# Disquette d'intallation pour Macintosh classic II



## chcout (14 Septembre 2006)

Bonsoir à tous,

Je viens de recuperer un bon vieux macintosh classic II acheté en 1991. 
Il tournait bien jusqu'au moment au une personne un peu trop curieuse a appuyer sur le bouton de remise a zero...  du coup j'ai une disquette avec un point d'interrogation au demarrage!

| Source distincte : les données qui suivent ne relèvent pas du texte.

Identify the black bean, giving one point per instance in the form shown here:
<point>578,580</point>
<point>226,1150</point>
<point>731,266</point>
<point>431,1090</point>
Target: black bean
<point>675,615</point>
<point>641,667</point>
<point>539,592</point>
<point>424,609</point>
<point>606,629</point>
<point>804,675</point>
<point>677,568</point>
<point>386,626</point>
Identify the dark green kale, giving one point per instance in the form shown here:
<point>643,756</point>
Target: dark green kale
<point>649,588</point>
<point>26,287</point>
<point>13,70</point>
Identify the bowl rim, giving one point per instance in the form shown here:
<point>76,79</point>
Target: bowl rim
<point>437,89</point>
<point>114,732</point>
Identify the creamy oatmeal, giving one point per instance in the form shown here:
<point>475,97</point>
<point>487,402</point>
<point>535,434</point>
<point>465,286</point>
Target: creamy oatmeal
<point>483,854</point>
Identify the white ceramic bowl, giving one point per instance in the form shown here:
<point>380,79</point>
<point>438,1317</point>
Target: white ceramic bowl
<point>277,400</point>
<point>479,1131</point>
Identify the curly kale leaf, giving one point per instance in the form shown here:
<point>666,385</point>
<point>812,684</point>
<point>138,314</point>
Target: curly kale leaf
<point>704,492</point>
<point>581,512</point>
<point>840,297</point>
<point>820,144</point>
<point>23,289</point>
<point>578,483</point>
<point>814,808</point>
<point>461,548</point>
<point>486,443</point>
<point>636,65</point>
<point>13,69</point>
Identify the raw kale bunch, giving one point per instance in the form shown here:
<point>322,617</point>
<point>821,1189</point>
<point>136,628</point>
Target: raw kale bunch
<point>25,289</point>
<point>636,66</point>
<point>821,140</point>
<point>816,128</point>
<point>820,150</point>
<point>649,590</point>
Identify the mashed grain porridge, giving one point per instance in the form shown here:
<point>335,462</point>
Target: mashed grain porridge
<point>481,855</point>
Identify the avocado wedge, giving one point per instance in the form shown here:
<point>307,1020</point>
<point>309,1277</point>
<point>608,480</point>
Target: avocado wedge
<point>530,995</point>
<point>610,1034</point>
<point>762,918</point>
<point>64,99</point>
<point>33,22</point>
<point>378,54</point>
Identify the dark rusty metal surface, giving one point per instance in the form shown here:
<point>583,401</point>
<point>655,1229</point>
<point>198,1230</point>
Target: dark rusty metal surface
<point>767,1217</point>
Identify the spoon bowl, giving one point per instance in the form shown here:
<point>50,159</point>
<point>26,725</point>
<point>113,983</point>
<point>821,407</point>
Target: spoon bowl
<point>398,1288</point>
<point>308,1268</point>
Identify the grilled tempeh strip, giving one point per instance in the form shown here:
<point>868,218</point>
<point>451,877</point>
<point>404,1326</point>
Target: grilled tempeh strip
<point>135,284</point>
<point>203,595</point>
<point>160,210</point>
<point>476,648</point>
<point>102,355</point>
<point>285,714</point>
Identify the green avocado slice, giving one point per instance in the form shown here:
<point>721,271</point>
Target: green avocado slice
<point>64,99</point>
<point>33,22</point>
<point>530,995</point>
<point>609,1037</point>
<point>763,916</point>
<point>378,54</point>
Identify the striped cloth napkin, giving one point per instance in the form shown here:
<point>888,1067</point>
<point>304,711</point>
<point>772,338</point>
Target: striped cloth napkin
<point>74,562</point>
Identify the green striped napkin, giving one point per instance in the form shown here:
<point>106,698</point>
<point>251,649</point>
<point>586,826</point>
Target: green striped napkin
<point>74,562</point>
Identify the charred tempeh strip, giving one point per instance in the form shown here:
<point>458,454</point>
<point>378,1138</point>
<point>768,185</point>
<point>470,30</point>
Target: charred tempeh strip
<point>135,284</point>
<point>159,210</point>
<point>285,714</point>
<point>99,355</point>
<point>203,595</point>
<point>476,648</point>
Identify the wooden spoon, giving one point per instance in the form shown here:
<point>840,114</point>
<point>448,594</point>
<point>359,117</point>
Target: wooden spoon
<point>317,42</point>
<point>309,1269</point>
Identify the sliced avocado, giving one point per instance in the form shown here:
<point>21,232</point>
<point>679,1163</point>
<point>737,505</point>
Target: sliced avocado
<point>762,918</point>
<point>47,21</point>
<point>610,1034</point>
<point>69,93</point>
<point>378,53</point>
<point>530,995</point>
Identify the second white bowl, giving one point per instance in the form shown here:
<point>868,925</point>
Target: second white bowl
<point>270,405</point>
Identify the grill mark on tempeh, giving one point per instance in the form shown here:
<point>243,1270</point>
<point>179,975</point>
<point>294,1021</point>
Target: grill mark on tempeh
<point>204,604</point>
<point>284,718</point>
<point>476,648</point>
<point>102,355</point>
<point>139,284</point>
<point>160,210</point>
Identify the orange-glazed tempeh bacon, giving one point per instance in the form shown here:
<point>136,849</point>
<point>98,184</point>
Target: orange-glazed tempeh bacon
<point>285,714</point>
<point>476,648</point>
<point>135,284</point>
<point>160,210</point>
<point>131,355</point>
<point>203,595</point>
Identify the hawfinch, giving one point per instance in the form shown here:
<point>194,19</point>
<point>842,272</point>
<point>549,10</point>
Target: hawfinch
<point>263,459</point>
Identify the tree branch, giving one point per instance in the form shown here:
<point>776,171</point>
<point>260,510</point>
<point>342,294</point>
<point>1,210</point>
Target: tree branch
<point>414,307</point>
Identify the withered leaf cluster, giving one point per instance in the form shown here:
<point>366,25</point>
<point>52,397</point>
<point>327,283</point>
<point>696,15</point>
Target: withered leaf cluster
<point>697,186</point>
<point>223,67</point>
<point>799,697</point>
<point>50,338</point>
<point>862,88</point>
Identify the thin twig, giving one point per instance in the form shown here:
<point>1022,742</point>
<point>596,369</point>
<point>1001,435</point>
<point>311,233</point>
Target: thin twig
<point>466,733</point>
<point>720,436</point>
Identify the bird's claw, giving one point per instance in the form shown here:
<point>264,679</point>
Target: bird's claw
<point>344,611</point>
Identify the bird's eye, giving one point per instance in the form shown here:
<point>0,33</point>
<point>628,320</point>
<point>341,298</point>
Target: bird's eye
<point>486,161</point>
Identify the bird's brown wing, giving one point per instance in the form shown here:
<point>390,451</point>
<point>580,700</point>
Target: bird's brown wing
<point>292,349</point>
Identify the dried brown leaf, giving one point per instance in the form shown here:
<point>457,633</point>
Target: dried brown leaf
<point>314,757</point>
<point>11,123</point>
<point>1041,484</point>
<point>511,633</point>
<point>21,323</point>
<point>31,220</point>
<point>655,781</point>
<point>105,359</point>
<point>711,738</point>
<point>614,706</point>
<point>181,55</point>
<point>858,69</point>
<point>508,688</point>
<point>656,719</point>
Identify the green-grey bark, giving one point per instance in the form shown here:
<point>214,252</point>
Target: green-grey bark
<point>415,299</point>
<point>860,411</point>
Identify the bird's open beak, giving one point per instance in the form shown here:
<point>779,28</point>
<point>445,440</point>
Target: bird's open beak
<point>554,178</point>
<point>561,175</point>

Alors je cherche une personne qui pourrait me dire comment me faire des disquettes de demarrage facilement. Mais mon powerbook G4 n'a pas de disquette . 

Merci d'avance

Cdt 

Chcout


----------



## FloMac (14 Septembre 2006)

chcout a dit:


> Bonsoir à tous,
> 
> Je viens de recuperer un bon vieux macintosh classic II acheté en 1991.
> Il tournait bien jusqu'au moment au une personne un peu trop curieuse a appuyer sur le bouton de remise a zero...  du coup j'ai une disquette avec un point d'interrogation au demarrage!
> ...



Bonsoir
le classic ne redemarre pas ? rien a faire ?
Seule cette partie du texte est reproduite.